Working a job is one thing ,but while drilling on extrication techniques I do not want to overextend the capabilities of our Hurst cutter and run the risk of damaging the blades. Budget $$ is tight. We were drilling on a mini van the other day which we had done a nice backhoe crush job on prior to the drill. Tunneling through the back of the vehicle the question came up on cutting a seat latch out. We paused as we were uncertain of the type of steel in the seat latch. Needless to say we went to plan B and avoided cutting the latch.
Modern cars do indeed have hardened steel in the "Nader" bolts (actual name..named after Ralph Nader)...But we have found that they can still be cut even with hand tools...just takes longer....you won't break your rescue tools trying to cut one....even if it is beyond your tools capability....the unit just won't do it.....you might want to talk with a Hurst rep and see what the specs for your particular model are.....
AHSS (Advanced High Strength Steel) such as Boron used in most newer vehicle construction (1998 and above) are located mainly in the door pillars, and rocker panels etc. The Nader Pin and some brake pedals are hardened and difficult to cut with older tools. I echo Paul's idea of checking with your Hurst rep.
Depending on the brand of tool, most cutters manufactured within the last 5 years, are able to handle AHSS although techniques may need to be modified. Even if you are using an older set of tools, there are many work arounds and techniques where you can bypass the AHSS areas.
A search on the internet will show many websites where information can be found. Here are a couple to get you started.
form my years of service and knowing tech data from auto dealerships they are putting hardened steel in a posts and top side of b posts due to new air bag placments and also the borom of b posts where the seatbelt brackets are . and due to trial and tool brakege we have found these areas
Thanx for the good info. I spoke to my Hurst Rep this am and he answered the question by saying the cutter will simply stop....... if it is overwhelmed when cutting into material which is just to hard for the cutter.

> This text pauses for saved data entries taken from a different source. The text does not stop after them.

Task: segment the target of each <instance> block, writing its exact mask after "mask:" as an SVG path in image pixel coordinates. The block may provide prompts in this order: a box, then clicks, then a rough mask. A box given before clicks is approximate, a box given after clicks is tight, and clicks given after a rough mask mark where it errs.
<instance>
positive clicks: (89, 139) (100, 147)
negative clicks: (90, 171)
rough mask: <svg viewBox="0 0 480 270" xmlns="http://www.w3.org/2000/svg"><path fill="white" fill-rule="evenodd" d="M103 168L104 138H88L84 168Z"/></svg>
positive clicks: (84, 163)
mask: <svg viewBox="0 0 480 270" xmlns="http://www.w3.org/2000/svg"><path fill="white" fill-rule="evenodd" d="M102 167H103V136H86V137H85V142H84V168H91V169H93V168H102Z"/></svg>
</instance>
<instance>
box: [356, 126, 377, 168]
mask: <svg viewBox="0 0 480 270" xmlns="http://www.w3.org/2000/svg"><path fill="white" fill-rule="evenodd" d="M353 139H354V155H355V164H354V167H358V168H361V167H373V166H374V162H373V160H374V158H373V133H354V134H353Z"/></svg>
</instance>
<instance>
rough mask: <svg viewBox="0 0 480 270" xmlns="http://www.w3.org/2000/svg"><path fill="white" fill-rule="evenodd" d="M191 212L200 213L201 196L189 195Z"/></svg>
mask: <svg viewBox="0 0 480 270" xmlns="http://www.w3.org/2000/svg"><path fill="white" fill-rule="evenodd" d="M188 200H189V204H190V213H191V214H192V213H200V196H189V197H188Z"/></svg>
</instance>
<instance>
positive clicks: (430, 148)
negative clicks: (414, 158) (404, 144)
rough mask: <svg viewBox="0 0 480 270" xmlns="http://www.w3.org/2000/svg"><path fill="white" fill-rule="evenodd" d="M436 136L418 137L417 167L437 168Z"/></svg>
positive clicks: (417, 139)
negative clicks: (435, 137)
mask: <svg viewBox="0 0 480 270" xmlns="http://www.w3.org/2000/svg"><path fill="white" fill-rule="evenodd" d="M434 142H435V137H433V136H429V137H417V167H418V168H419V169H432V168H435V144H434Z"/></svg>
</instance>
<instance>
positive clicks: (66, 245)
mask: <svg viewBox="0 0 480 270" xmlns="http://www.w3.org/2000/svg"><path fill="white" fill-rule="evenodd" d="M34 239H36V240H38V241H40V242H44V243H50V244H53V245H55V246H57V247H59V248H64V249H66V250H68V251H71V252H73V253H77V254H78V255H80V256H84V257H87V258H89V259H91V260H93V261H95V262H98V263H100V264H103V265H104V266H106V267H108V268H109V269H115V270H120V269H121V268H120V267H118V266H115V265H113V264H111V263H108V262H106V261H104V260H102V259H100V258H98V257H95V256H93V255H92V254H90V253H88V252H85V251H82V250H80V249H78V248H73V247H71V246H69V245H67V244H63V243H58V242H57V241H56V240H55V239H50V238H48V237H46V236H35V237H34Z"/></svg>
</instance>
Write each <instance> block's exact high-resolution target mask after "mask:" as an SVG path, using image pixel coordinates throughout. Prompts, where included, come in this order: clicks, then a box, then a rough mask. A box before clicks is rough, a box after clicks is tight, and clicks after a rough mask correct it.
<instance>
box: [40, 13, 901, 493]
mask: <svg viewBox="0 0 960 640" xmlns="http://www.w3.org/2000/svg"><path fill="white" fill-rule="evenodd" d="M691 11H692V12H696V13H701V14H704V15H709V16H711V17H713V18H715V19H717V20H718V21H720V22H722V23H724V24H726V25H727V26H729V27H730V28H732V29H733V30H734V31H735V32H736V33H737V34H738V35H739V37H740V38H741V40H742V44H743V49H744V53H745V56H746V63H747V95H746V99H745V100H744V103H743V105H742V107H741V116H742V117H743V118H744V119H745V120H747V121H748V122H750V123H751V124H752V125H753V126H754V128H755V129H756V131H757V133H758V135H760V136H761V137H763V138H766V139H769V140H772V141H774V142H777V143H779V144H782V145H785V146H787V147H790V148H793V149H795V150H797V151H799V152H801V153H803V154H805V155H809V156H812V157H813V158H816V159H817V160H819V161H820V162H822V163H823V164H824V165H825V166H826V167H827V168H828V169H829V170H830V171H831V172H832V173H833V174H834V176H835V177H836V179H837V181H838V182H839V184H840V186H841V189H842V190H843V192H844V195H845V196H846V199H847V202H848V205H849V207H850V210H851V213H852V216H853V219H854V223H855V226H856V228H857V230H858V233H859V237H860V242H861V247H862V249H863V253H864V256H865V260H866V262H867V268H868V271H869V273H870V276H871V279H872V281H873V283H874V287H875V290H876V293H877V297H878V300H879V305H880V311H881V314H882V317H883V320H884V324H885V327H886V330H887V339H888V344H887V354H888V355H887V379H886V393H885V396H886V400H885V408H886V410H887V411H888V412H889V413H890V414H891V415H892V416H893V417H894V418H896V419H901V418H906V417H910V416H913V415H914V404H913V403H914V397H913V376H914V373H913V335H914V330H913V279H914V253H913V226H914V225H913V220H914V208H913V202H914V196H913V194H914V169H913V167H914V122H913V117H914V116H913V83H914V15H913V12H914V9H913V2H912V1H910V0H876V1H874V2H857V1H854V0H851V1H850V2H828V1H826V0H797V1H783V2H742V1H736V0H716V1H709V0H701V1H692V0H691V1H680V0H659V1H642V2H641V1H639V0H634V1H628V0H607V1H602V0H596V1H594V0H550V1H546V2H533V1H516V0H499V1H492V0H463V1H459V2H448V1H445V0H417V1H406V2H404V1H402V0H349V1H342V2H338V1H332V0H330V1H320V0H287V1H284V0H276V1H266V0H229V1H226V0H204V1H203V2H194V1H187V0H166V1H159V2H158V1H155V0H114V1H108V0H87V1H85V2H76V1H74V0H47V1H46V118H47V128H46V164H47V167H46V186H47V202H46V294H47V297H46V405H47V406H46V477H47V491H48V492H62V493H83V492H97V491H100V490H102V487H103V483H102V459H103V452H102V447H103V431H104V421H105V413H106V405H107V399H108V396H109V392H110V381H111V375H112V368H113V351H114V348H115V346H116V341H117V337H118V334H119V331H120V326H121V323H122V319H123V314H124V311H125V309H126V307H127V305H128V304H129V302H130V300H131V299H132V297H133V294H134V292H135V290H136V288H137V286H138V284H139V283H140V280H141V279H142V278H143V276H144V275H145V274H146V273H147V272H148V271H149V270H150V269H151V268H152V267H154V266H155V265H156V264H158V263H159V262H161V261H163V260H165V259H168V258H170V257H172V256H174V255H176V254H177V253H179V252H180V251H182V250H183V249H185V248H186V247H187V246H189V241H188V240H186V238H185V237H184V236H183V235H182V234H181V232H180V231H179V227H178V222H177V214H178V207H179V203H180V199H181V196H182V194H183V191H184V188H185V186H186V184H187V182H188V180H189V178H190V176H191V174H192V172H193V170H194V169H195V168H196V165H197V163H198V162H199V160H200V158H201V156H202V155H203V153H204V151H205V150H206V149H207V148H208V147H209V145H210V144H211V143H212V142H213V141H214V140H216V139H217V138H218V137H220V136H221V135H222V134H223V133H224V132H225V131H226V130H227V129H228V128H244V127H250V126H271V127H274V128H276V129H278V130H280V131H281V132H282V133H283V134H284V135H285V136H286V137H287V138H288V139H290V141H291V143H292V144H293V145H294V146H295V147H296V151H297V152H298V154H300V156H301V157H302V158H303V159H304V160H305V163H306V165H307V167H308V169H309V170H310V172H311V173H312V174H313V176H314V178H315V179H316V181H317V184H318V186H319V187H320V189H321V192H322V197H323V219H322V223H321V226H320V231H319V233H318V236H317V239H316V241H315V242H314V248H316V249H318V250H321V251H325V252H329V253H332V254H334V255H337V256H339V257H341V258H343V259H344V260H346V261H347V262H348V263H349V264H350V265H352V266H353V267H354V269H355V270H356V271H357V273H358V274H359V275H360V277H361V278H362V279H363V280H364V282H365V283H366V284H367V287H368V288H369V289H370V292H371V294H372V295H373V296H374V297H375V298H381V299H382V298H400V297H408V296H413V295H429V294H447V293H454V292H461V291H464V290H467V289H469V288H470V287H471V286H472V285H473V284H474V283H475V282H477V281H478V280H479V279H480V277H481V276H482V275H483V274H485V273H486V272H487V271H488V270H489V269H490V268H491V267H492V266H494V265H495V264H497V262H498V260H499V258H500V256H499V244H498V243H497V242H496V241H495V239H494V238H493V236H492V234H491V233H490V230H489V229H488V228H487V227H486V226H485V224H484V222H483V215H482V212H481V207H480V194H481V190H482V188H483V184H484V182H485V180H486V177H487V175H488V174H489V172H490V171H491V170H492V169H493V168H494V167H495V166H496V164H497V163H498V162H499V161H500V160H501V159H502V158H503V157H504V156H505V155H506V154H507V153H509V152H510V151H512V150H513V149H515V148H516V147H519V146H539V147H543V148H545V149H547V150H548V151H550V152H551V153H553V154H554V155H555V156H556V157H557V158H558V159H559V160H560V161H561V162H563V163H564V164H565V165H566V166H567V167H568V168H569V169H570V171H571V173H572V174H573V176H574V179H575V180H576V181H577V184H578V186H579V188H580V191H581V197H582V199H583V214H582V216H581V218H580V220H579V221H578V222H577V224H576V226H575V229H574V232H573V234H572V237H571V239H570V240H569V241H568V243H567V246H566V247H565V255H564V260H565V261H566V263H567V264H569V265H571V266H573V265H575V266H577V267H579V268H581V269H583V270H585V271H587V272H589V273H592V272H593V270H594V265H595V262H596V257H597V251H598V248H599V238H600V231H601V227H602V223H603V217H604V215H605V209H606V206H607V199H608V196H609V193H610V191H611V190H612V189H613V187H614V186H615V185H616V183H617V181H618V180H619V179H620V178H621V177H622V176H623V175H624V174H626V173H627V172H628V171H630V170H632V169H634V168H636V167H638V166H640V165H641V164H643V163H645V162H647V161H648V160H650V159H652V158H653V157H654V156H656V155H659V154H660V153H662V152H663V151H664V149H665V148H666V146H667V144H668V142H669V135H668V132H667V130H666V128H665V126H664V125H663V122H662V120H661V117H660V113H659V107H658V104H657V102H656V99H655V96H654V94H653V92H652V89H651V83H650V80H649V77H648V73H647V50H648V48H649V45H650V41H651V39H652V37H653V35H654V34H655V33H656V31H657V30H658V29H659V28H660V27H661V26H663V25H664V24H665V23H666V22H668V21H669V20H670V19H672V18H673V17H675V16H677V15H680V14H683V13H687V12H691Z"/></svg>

He mentioned the Hurst tool we carry will generally not have a problem with hardened steel. What he did share with me, worth passing on," it is not the material which generally damages a cutter but more so the technique of the operator". When cutting and the cutter starts to twist into the cut, the material on the opposite sides of the cutter is putting undo force on the two sides of the cutter blades. STOP - reposition and continue.If you do not slow down and reposition the cutter, the blades have a chance of getting a nasty nick or deformation.This will intern lead to problems. Ya do not cut with the tips but work on the technique. Use the cutter tool like a scalpel vs a machete- Good info.